四六時中他人と関わりケアされる人生が煩わしくて、嫌で嫌でたまらないと言われたら?
もっと心に寄り添えばいい?
いくら心に寄り添っても願いを叶えないなら、結局は苦しみを強いることに変わりはないだろう?
それともあれか?
「お前は生きたいはずだ!」と殴り続ければ、ウィンストンがついにはビッグ・ブラザーを愛したように、いつかは誰もが「生きたい」と思える社会になるだろうね?


いかなる場合も殺人は絶対に許されません
そういうことになっている

アベシンゾウが殺されたとき、「ザマアミロ」とほくそ笑んだ奴はいなかったか?
長年虐待されてきた子が虐待親を殺したとき、それは仕方ないと思わなかったか?
誰も彼もが判で押したように「殺人は許されないし認めるわけではないが」と前置きして、ああだこうだと御託を並べるだろう?
白々しい枕詞で防衛すれば、被害者を加害者にしてしまった後ろめたさを隠蔽できるのかい?
白々しい枕詞を排除して、人が死ななきゃ(人が死んでも)何も変わらない世をどうにかしようとは思わないんだね?

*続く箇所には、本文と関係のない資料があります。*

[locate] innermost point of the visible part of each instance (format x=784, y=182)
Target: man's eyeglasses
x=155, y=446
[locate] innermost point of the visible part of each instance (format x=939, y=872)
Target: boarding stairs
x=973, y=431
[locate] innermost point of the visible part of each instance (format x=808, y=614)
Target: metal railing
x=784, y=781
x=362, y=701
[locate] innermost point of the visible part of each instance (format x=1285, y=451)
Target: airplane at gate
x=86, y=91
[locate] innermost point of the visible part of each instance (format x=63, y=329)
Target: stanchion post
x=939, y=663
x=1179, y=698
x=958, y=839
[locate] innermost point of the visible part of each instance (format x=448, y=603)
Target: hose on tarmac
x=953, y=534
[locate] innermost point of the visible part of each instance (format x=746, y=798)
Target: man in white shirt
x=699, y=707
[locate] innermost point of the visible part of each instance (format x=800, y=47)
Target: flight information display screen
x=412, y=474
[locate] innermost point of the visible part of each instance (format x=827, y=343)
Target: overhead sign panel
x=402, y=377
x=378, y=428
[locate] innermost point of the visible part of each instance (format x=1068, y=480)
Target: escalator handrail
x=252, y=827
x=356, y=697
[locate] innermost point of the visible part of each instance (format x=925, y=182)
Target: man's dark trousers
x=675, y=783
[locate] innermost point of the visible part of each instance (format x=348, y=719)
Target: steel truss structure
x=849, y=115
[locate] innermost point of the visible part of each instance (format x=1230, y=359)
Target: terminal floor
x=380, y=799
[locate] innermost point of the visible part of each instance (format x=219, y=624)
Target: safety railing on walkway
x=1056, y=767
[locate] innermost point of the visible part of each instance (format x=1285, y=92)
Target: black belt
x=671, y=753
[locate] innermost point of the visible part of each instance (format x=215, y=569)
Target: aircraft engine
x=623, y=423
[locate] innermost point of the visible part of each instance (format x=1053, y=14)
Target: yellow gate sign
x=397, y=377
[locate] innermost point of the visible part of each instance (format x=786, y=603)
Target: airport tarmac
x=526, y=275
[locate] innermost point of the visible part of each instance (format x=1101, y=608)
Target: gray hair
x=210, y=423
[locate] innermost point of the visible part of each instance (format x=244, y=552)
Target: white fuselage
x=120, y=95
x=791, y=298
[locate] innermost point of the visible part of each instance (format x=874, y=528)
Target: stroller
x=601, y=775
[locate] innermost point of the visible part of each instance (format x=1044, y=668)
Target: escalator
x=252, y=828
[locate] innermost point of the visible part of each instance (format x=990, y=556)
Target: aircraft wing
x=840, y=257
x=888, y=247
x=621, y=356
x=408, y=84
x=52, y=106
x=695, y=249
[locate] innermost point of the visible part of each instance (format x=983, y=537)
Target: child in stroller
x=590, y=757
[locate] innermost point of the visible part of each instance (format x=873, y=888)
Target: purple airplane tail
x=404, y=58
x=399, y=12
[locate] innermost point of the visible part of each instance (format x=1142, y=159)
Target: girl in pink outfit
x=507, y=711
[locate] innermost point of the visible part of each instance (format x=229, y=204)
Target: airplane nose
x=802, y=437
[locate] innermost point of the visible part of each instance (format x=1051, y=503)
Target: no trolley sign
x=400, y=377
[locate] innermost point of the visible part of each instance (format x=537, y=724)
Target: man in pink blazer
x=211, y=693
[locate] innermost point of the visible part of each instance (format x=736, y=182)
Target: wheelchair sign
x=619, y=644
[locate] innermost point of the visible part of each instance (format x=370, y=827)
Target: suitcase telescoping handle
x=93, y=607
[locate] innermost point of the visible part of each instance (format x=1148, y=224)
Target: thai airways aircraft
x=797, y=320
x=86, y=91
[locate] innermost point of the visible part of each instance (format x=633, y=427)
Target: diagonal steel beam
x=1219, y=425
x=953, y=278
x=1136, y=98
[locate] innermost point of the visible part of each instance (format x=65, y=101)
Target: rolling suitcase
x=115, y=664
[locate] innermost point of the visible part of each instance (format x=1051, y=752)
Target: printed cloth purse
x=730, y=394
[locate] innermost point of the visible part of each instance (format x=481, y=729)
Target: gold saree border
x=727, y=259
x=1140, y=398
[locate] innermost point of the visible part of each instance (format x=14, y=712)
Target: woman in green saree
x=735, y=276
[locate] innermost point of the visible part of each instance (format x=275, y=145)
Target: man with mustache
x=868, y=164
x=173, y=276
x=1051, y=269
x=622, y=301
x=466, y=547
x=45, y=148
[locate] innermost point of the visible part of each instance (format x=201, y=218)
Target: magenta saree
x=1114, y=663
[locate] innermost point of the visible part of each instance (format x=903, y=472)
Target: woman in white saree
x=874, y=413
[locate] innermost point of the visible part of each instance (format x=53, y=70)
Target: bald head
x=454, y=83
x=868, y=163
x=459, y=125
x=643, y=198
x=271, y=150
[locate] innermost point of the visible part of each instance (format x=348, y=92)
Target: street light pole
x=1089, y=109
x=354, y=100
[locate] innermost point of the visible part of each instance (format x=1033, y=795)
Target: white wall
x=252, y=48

誰だって、ありのままの自分で生きているだけでいいんです
そういうことになっている

人と関わらなけりゃ生きられないだろう?
カネを得なけりゃ生きられないだろう?
カネを得るには労働しなけりゃだろう?
人と関わるなら、労働するなら、ありのままの自分を押し殺して「ふさわしい自分」でいなけりゃならないだろう?
人と関わるのが苦痛でしかない人間、労働できない人間、労働に向かない人間はどうしろと?
そういう奴には支援があるとでもいうんだろう?
「お前は支援に値する」「お前は支援に値しない」と他人にジャッジされる屈辱に耐えろというんだろう?
支援がほしけりゃ、支援に値する人間でいろというんだろう?
ありのままの自分じゃだめだ、自分を殺して生きていけってことだろう?


そういうことになっている
そういうことになっている
そういうことになっているだけで、
真にそうだとは信じられちゃいないのさ
 



辺見庸の小説『月』に触発されて猛烈に書きたくなり、猛烈に書き殴った詩です。